Dynamic HDR video with HDR10+

Complementing our integration of Dolby Vision in 2021, we’re bringing the other major dynamic high-dynamic-range video format to Vimeo: HDR10+. Like Dolby Vision, HDR10+ standardizes dynamic metadata that can modify lighting properties as needed, from scene to scene or even frame to frame. In contrast to standard HDR static metadata, which is immutable and limits the level of detail that can be represented across various scenes of a video, dynamic metadata enables fine-tuned videos with diverse visual content to look their best by utilizing the full dynamic range of the display to represent any given frame, improving the contrast within darker or brighter scenes without compromising the quality of the rest of the video.

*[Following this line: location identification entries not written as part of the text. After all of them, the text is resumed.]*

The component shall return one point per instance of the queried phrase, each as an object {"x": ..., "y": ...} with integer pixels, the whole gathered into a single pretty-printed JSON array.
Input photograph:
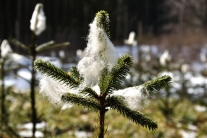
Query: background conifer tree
[
  {"x": 37, "y": 26},
  {"x": 95, "y": 82}
]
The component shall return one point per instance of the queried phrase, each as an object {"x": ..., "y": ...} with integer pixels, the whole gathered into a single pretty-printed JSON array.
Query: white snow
[
  {"x": 200, "y": 108},
  {"x": 28, "y": 133},
  {"x": 131, "y": 40}
]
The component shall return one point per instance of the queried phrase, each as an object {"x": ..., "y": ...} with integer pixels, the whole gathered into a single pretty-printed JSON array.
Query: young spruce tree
[{"x": 94, "y": 83}]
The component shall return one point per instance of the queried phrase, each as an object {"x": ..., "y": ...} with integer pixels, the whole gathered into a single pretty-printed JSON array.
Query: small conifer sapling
[{"x": 95, "y": 82}]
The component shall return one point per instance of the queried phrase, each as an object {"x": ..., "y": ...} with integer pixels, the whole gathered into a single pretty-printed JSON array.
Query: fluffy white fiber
[
  {"x": 5, "y": 48},
  {"x": 99, "y": 54},
  {"x": 133, "y": 96},
  {"x": 38, "y": 20},
  {"x": 53, "y": 91}
]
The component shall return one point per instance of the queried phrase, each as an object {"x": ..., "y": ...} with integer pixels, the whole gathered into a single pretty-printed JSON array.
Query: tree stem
[
  {"x": 32, "y": 85},
  {"x": 102, "y": 117}
]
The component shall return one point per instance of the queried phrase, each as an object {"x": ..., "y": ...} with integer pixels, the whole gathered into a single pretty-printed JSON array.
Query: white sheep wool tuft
[
  {"x": 53, "y": 91},
  {"x": 100, "y": 53},
  {"x": 38, "y": 20},
  {"x": 5, "y": 49}
]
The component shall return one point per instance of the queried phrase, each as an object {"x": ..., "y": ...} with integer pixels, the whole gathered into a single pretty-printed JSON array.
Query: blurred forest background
[
  {"x": 164, "y": 22},
  {"x": 176, "y": 28}
]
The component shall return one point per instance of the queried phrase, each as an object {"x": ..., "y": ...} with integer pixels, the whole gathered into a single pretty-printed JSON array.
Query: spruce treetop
[{"x": 95, "y": 82}]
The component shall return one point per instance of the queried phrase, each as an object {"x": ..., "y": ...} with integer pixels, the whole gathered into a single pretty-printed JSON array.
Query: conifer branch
[
  {"x": 74, "y": 73},
  {"x": 112, "y": 80},
  {"x": 157, "y": 84},
  {"x": 49, "y": 69},
  {"x": 118, "y": 104},
  {"x": 50, "y": 46},
  {"x": 83, "y": 101},
  {"x": 42, "y": 46},
  {"x": 102, "y": 20},
  {"x": 90, "y": 93},
  {"x": 18, "y": 43}
]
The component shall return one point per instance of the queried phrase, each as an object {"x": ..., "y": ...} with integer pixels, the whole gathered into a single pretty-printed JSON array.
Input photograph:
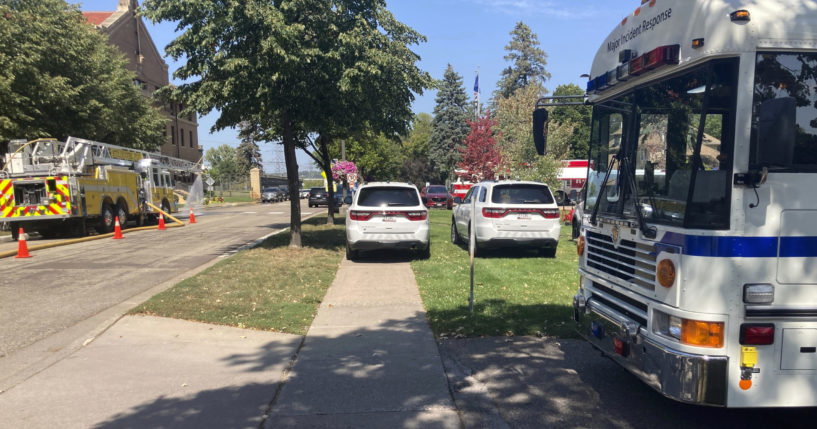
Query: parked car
[
  {"x": 386, "y": 215},
  {"x": 437, "y": 196},
  {"x": 271, "y": 195},
  {"x": 508, "y": 213}
]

Any system that supports HDR display and HEVC decoding will receive HDR10+ videos by default from us, although not all displays can render the dynamic parameters — they need to implement HDR10+ technology specifically to do that. Since HDR10+ is a backwards-compatible extension of the HDR10 format with a simple implementation, incompatible displays simply ignore the dynamic component and fall back on static metadata.

You can find a list of HDR10+-certified products on the official standard website. To capture HDR10+ video on compatible devices like smartphones, you may need to toggle it in the settings. A successful HDR10+ upload is labeled as such next to the video title on Vimeo, either in the player (see Figure 1) or below it on the watch page.

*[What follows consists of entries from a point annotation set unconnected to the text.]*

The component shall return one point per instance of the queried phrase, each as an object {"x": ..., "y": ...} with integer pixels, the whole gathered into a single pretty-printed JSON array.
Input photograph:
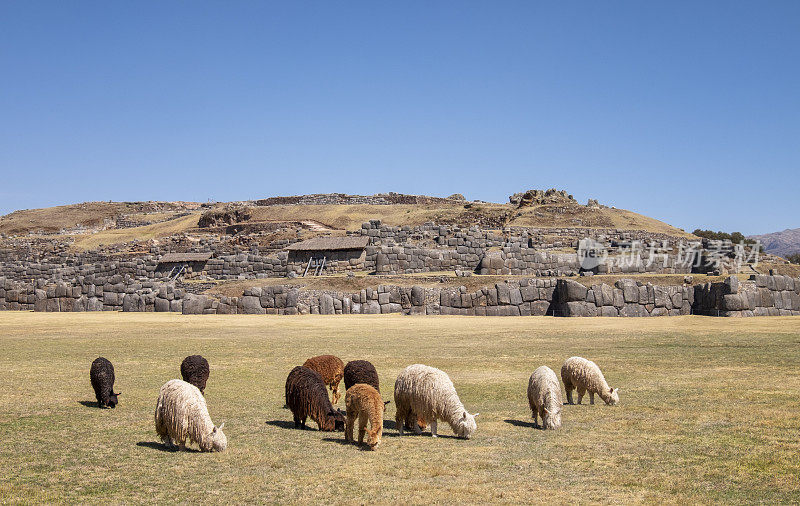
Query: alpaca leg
[
  {"x": 348, "y": 431},
  {"x": 362, "y": 427},
  {"x": 400, "y": 419}
]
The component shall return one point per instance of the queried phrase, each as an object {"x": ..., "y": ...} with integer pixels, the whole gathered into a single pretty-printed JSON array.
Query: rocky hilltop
[{"x": 780, "y": 243}]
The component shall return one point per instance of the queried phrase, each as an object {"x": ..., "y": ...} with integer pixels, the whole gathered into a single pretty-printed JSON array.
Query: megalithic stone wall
[{"x": 760, "y": 296}]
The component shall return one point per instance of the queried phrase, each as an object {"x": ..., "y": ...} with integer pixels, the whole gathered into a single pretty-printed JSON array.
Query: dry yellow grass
[
  {"x": 350, "y": 217},
  {"x": 145, "y": 233},
  {"x": 710, "y": 410},
  {"x": 86, "y": 214}
]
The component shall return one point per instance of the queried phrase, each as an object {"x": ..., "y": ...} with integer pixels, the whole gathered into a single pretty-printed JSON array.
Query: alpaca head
[
  {"x": 218, "y": 440},
  {"x": 112, "y": 400},
  {"x": 374, "y": 440},
  {"x": 552, "y": 419},
  {"x": 465, "y": 426},
  {"x": 552, "y": 412},
  {"x": 613, "y": 394},
  {"x": 334, "y": 420}
]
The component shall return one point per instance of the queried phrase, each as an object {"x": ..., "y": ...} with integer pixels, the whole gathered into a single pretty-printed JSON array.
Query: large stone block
[
  {"x": 161, "y": 305},
  {"x": 503, "y": 294},
  {"x": 576, "y": 308},
  {"x": 515, "y": 296},
  {"x": 326, "y": 305},
  {"x": 570, "y": 291},
  {"x": 248, "y": 304},
  {"x": 417, "y": 296},
  {"x": 539, "y": 307}
]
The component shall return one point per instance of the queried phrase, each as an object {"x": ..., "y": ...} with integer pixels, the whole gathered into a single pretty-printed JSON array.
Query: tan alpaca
[{"x": 365, "y": 403}]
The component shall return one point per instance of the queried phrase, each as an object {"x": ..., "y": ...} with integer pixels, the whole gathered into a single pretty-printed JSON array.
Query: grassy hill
[
  {"x": 780, "y": 243},
  {"x": 90, "y": 224}
]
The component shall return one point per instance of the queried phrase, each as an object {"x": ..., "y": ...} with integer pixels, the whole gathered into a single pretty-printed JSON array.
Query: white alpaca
[
  {"x": 544, "y": 397},
  {"x": 181, "y": 414},
  {"x": 584, "y": 375},
  {"x": 423, "y": 392}
]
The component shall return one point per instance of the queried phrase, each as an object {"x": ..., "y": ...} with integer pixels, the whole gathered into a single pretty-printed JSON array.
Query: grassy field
[{"x": 709, "y": 412}]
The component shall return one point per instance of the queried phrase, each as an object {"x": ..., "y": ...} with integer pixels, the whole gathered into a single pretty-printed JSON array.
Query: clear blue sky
[{"x": 683, "y": 110}]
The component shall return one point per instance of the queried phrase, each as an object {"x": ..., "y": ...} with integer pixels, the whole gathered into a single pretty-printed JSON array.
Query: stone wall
[
  {"x": 761, "y": 296},
  {"x": 118, "y": 294},
  {"x": 335, "y": 261}
]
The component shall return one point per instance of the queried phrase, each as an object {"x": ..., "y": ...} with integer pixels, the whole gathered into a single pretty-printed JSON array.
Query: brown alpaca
[
  {"x": 307, "y": 397},
  {"x": 331, "y": 368},
  {"x": 365, "y": 403}
]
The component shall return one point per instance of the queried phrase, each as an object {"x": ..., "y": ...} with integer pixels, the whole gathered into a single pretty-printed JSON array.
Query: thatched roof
[
  {"x": 184, "y": 257},
  {"x": 330, "y": 243}
]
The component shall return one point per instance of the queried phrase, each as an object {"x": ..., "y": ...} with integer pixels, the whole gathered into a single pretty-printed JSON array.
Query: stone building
[
  {"x": 171, "y": 264},
  {"x": 328, "y": 254}
]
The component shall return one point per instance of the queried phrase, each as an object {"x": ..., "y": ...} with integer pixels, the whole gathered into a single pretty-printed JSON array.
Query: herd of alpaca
[{"x": 423, "y": 396}]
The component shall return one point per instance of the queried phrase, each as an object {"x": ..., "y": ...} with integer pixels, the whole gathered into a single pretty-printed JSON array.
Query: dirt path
[{"x": 317, "y": 226}]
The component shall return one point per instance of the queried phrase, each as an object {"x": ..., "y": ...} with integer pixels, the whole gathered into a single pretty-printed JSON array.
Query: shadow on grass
[
  {"x": 282, "y": 424},
  {"x": 153, "y": 445},
  {"x": 522, "y": 423},
  {"x": 341, "y": 441},
  {"x": 392, "y": 425}
]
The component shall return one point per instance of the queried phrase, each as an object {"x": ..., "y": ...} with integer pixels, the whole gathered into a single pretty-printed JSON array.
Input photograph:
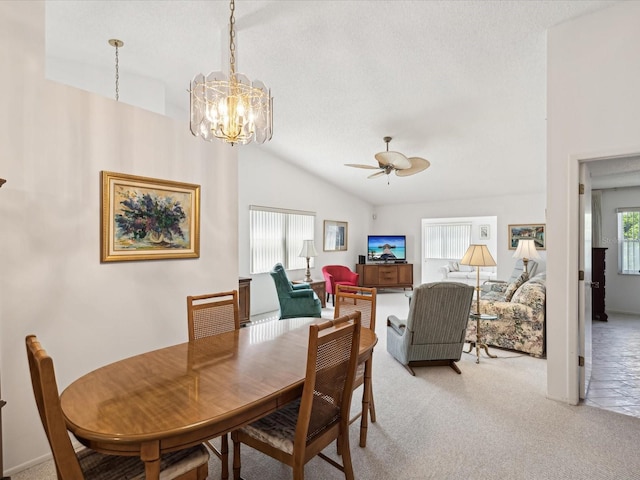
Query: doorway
[{"x": 602, "y": 378}]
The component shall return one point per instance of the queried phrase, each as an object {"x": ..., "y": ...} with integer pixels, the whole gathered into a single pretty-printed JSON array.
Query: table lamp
[
  {"x": 526, "y": 251},
  {"x": 308, "y": 251},
  {"x": 478, "y": 256}
]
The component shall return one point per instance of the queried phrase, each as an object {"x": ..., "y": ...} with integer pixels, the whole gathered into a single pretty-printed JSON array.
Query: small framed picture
[
  {"x": 535, "y": 232},
  {"x": 335, "y": 236}
]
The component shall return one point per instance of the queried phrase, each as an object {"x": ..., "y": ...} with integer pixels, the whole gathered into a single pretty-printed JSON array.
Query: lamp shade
[
  {"x": 526, "y": 249},
  {"x": 308, "y": 249},
  {"x": 478, "y": 256}
]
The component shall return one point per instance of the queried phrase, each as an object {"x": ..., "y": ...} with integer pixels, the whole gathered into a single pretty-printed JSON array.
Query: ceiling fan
[{"x": 394, "y": 162}]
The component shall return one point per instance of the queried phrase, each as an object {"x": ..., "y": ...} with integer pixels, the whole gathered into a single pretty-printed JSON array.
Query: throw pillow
[{"x": 511, "y": 289}]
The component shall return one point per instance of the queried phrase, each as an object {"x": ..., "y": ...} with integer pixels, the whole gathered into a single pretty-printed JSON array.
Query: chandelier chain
[
  {"x": 117, "y": 75},
  {"x": 232, "y": 39}
]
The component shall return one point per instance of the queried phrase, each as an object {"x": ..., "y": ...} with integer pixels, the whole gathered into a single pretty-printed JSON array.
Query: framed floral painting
[{"x": 148, "y": 219}]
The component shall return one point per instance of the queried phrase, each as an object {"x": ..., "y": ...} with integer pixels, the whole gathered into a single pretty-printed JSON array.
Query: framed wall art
[
  {"x": 148, "y": 219},
  {"x": 535, "y": 232},
  {"x": 335, "y": 236}
]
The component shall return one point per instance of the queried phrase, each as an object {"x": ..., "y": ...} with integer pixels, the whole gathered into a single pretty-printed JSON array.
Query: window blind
[
  {"x": 276, "y": 236},
  {"x": 447, "y": 240}
]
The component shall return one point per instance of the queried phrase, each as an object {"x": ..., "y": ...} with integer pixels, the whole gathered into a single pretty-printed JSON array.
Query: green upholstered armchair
[
  {"x": 296, "y": 300},
  {"x": 434, "y": 332}
]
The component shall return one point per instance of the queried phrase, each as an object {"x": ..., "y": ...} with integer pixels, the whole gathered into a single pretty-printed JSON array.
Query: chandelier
[{"x": 231, "y": 108}]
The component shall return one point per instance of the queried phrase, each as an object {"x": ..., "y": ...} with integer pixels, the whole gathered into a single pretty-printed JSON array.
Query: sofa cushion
[{"x": 511, "y": 289}]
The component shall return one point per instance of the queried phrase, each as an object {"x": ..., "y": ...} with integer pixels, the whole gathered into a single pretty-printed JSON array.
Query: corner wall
[
  {"x": 54, "y": 141},
  {"x": 592, "y": 103}
]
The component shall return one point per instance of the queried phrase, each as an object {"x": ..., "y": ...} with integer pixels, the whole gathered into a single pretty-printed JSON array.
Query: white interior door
[{"x": 584, "y": 286}]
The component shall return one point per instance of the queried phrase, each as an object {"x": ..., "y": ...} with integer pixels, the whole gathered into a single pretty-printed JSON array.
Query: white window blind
[
  {"x": 629, "y": 240},
  {"x": 446, "y": 240},
  {"x": 276, "y": 236}
]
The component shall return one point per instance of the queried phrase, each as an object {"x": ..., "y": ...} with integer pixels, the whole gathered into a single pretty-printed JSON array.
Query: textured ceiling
[{"x": 461, "y": 83}]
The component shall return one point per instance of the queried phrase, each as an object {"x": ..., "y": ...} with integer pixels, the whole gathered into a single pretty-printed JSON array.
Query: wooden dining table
[{"x": 178, "y": 396}]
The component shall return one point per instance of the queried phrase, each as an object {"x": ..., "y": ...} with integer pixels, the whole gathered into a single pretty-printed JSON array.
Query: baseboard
[{"x": 31, "y": 463}]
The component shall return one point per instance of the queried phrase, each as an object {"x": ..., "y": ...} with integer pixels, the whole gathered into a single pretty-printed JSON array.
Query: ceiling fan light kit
[{"x": 390, "y": 161}]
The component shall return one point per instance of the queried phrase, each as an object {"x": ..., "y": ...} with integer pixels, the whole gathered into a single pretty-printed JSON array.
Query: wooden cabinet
[
  {"x": 244, "y": 300},
  {"x": 598, "y": 268},
  {"x": 386, "y": 275}
]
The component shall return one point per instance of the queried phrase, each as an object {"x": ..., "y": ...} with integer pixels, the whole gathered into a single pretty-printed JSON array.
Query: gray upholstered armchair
[{"x": 434, "y": 332}]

Vimeo player with an HDR10+ label.
Figure 1. Vimeo player with an HDR10+ label.

As of this writing, we support HDR10+ files only in the HEVC format with dynamic metadata embedded in the video stream at the codec level, which is the most common distribution format, although we’re always on the lookout for improvements to our format and device coverage. We also don’t take dynamic metadata into account when tonemapping (compressing the dynamic range), so it won’t affect the look of the video when viewed on a display that doesn’t support HDR at all, or at lower resolutions. While dynamic tonemapping provides benefits in maintaining fidelity in brightness and contrast, in SDR there are significant tradeoffs that limit its appeal. With a limited dynamic range available to begin with, the benefits of dynamic metadata for improving contrast are minimized. Pulling the dynamic range towards a darker or brighter range without adequate support on the display also leads to flattened areas of low-contrast highlights and shadows. Finally, tonemapping in SDR would lead to inconsistencies between the look of SDR renditions and regular HDR, as HDR panels without HDR10+ support ignore the dynamic metadata instead of attempting to tonemap it as well. Considering the limited device support for dynamic HDR formats, typical dynamic HDR content is mastered with this caveat in mind and should look good with static metadata alone.

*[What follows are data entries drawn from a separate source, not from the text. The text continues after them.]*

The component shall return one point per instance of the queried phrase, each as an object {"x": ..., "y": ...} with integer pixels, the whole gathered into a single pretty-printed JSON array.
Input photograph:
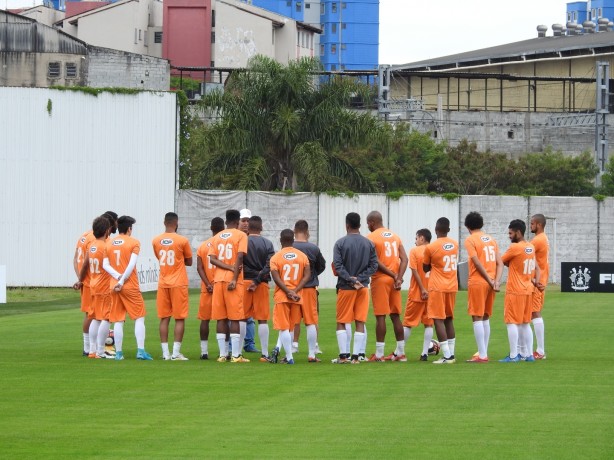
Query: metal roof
[{"x": 527, "y": 50}]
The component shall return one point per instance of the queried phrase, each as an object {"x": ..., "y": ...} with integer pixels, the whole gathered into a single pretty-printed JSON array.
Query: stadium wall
[
  {"x": 67, "y": 157},
  {"x": 579, "y": 228}
]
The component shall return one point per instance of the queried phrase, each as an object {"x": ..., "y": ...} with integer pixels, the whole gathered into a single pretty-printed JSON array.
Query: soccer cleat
[
  {"x": 537, "y": 355},
  {"x": 444, "y": 360},
  {"x": 143, "y": 355},
  {"x": 376, "y": 359},
  {"x": 274, "y": 355},
  {"x": 477, "y": 359}
]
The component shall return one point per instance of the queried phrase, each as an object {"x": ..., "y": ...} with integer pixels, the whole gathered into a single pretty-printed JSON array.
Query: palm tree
[{"x": 280, "y": 127}]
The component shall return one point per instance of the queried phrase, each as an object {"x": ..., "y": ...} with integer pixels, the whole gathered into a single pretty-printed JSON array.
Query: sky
[{"x": 415, "y": 30}]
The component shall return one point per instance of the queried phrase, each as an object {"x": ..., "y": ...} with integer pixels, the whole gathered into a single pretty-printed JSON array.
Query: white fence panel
[{"x": 67, "y": 157}]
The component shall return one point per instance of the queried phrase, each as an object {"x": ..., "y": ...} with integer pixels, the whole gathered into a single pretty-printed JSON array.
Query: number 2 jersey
[
  {"x": 171, "y": 250},
  {"x": 442, "y": 256}
]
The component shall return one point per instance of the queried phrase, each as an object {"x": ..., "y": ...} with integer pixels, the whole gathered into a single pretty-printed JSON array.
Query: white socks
[
  {"x": 103, "y": 333},
  {"x": 139, "y": 332},
  {"x": 478, "y": 332},
  {"x": 118, "y": 335},
  {"x": 428, "y": 336},
  {"x": 538, "y": 325},
  {"x": 312, "y": 337},
  {"x": 263, "y": 334},
  {"x": 342, "y": 341},
  {"x": 512, "y": 337}
]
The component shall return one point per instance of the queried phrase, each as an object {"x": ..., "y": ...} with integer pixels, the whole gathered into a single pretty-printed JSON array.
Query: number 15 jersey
[{"x": 442, "y": 256}]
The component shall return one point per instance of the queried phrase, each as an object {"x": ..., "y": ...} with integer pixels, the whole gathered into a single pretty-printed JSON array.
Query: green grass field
[{"x": 56, "y": 404}]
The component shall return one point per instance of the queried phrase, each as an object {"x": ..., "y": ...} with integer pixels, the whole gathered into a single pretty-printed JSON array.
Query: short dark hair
[
  {"x": 518, "y": 225},
  {"x": 255, "y": 223},
  {"x": 124, "y": 223},
  {"x": 232, "y": 215},
  {"x": 217, "y": 224},
  {"x": 301, "y": 226},
  {"x": 443, "y": 225},
  {"x": 112, "y": 219},
  {"x": 100, "y": 226},
  {"x": 474, "y": 220},
  {"x": 425, "y": 233},
  {"x": 170, "y": 218},
  {"x": 352, "y": 220},
  {"x": 286, "y": 236}
]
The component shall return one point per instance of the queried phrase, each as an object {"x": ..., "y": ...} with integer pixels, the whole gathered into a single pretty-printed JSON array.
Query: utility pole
[{"x": 601, "y": 122}]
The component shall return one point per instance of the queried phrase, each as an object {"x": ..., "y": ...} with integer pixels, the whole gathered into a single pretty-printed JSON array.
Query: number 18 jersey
[{"x": 442, "y": 256}]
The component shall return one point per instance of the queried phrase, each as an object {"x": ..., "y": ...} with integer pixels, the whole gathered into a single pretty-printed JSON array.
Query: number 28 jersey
[
  {"x": 442, "y": 256},
  {"x": 171, "y": 250},
  {"x": 226, "y": 246}
]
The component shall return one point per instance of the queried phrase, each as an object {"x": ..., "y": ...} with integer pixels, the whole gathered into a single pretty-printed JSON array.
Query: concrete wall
[
  {"x": 579, "y": 229},
  {"x": 112, "y": 68}
]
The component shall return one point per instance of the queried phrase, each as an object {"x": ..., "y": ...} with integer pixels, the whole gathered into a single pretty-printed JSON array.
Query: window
[
  {"x": 54, "y": 70},
  {"x": 71, "y": 70}
]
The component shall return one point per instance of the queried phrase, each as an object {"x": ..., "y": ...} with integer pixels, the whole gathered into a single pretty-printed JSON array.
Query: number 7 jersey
[{"x": 442, "y": 256}]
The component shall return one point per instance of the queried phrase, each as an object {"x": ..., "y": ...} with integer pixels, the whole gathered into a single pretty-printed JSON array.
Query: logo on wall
[{"x": 580, "y": 278}]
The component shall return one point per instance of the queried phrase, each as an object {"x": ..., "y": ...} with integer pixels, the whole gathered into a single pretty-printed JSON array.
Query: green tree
[{"x": 278, "y": 127}]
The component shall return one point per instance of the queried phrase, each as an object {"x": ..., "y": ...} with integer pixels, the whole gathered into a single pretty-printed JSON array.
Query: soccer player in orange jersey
[
  {"x": 120, "y": 262},
  {"x": 290, "y": 271},
  {"x": 417, "y": 296},
  {"x": 206, "y": 270},
  {"x": 485, "y": 270},
  {"x": 86, "y": 297},
  {"x": 386, "y": 286},
  {"x": 542, "y": 250},
  {"x": 441, "y": 259},
  {"x": 174, "y": 253},
  {"x": 523, "y": 276},
  {"x": 226, "y": 253}
]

To visualize the relationship between dynamic metadata and tonemapping, below is a comparison between frames of the HDR10+ Dynamic Metadata Test from FF Pictures, tonemapped and rendered in SDR via libplacebo, along with their respective luminance histograms. When dynamic metadata is ignored (just as when viewing the video on an HDR display without software tonemapping), Figure 2 looks most similar to the source.

HDR10+ dynamic metadata test for ideal tonemapping, rendered in SDR, with a luminance histogram.
Figure 2. HDR10+ dynamic metadata test for ideal tonemapping, rendered in SDR, with a luminance histogram.

The alternate shots have contrast and brightness altered to an extreme degree, which transforms the look of the scene and emphasizes highlights and shadows. When the video is viewed on a supported HDR10+ display, this is achieved without any loss of detail, but when tonemapped to SDR, Figures 3 and 4 show that the luminance histograms are compressed, crushing the brighter and darker parts of the image respectively and destroying all texture in those areas.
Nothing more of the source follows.